Marine Corps boot camp made sense. The pain and struggle weren’t angry or done from a sense of meanness. You knew you were being shaped into a tool of war. Some people with pencil necks and fewer respectable virtues see crafting a Marine as some kind of indoctrination into a cult. Those people viewing the world from the outside have no concept of the rigor, structure, logic, concern, and desire to craft a person into an instrument of war. To craft a civilian into a Marine is an act of dedication and art.

For me, with my minimal life experiences to that time, boot camp was hard. Learning to be a Marine was easy. I’m not fast, I’m not skinny, I’m built sturdy, and I’m built to walk, not run. So I had to push myself daily, but I understood at a fundamental level that there was a reason. My home life melted down. I think I am Jody’s original victim. Home life was a complete mind ream as letters delivered from home slowly destroyed me. The hate, pain, and fury of what happened at home permeated my life for decades. That, though, is another story for another time.

Exiting boot camp, I went to the fleet. I did some more schooling, but I was there. I was ready. I was a finely crafted tool with decades of preparation. My entire sire line is veterans of foreign wars. I have a lineage going back at least six sires who have been combat-tested. Live-or-die generations had prepared me for military service and combat operations. I exited the Marines, having never seen combat. Never left the United States. The most notable event in my line of duty was reading reports from others.  Why and how I exited were honorable but also a story for another time.

I exited the Marines. I found myself a former Marine. I’ve never been to the Marine Corps Birthday Ball, I’ve never owned dress blues, and I never will. I wasn’t a great Marine. I was average at best and likely approaching, not past that measure. I wasn’t the handsome Marine you’d go “That’s a Marine!” Those didn’t mean much to me in my career aspirations. I always wanted to be an effective Marine. The one who got the job done. I couldn’t even accomplish that.

So, for me, the Marine Corps Birthday and Veterans Day is bittersweet. I loved what I did. Yet I could do it no longer. Those are cards we’re dealt even if we’re playing solitaire. The Marine Corps Birthday is the most important day of the year. It is a special day for the things the Corps gave me, and I could never give back. It is a special day for the dedication, duty, and respect a small group of men and women give to be Marines.

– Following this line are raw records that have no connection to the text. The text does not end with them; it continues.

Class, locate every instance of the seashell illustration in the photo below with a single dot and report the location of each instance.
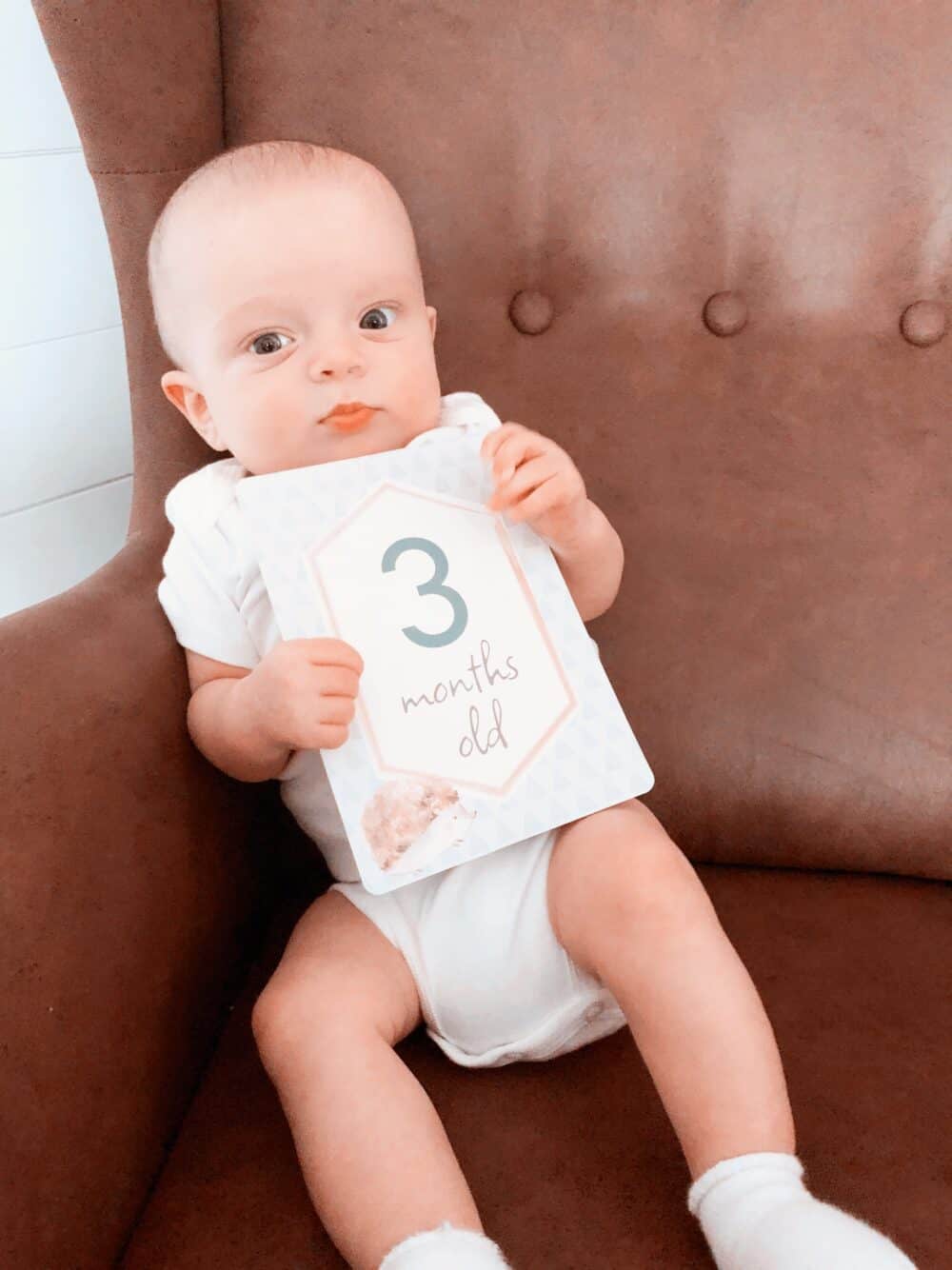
(410, 820)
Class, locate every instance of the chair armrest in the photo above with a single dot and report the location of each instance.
(129, 892)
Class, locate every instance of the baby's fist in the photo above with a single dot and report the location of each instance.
(536, 482)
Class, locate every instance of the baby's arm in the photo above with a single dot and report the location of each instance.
(536, 482)
(221, 725)
(592, 564)
(300, 696)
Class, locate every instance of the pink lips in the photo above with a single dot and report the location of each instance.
(349, 417)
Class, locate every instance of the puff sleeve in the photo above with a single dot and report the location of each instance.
(202, 570)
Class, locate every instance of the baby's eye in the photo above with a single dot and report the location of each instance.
(269, 335)
(379, 308)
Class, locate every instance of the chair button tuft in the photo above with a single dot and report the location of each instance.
(924, 323)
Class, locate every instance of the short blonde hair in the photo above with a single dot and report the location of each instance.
(244, 167)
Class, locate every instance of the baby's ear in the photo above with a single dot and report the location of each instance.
(186, 398)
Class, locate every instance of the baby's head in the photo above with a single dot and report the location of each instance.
(285, 281)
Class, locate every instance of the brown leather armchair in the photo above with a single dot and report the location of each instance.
(707, 249)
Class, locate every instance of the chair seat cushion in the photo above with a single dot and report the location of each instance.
(578, 1152)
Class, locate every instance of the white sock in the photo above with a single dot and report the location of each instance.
(757, 1214)
(446, 1246)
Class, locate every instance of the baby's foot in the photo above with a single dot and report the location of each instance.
(757, 1214)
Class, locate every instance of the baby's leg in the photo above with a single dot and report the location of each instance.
(375, 1155)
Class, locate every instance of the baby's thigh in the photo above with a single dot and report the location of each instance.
(338, 973)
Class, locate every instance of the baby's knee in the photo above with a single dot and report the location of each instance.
(288, 1020)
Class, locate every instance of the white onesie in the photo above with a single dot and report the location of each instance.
(495, 985)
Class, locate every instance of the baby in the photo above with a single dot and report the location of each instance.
(288, 292)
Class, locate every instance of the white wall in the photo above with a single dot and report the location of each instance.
(65, 421)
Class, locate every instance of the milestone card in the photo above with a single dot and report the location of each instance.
(484, 714)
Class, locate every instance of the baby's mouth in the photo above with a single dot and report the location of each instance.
(349, 421)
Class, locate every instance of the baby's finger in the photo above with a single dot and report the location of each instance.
(491, 440)
(514, 449)
(527, 478)
(543, 499)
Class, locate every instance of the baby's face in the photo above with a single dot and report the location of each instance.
(295, 301)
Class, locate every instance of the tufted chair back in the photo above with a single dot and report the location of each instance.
(707, 249)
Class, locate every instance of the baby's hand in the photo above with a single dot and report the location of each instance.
(303, 692)
(537, 482)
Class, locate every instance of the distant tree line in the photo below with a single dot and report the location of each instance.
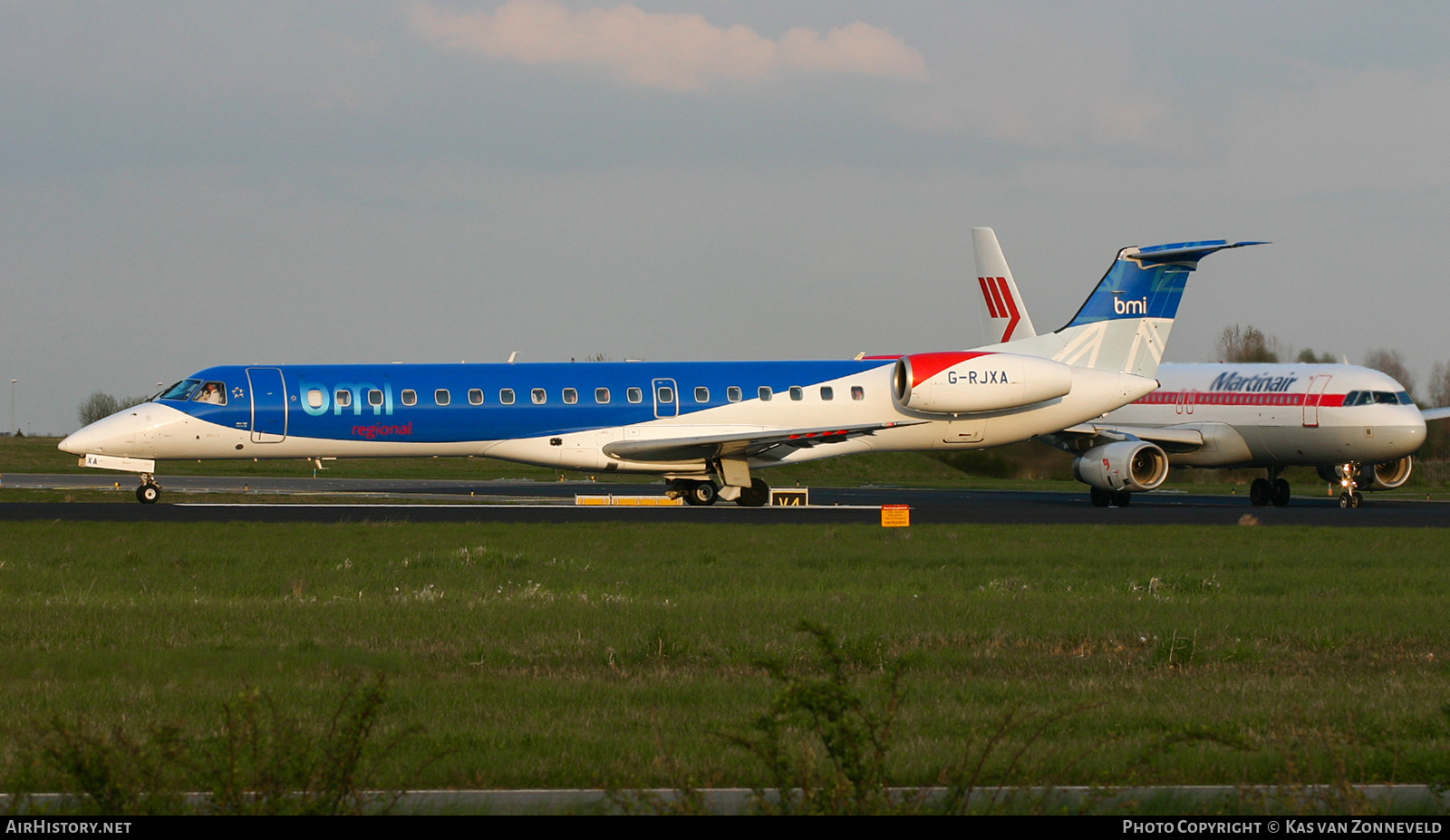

The sound of explosions always reminds me of looking at the blue sky. Wherever you are, there is peace in the moments between. The silence is expectant. Excitement moves through the soul like liquor and wine. You have a duty. I have a sense of expectation. Fear is raw in your mind and gut. Training overcomes recalcitrance. Outside that moment, in the haze and fog of emotion. People will talk about fighting for god, country, and family. The grit of dust grinding between your teeth is acrid. The truth is obvious. Soldiers, Sailors, Marine, and Airmen, and even those puddle pirate Coasties fight for each other. Marines fight for the Marines next to them.

Even though I sucked as a soldier and Marine will never forget the duty I have to others. No misstatement. No stolen valor here. I sucked, and I own it. We have one of the most experienced military veteran communities in recent decades, made up of young people who get derped on for being lazy. Knowing more than a few with multiple tours of duty in combat zones, I won’t hesitate to call bull shit on that. That’s one of the reasons I went back to work as a civilian and learned to be a spy at a relatively advanced age. But that is a story for another time.

Happy Birthday, Marines, and have a Safe Veterans Day the rest of you rabble-rousers.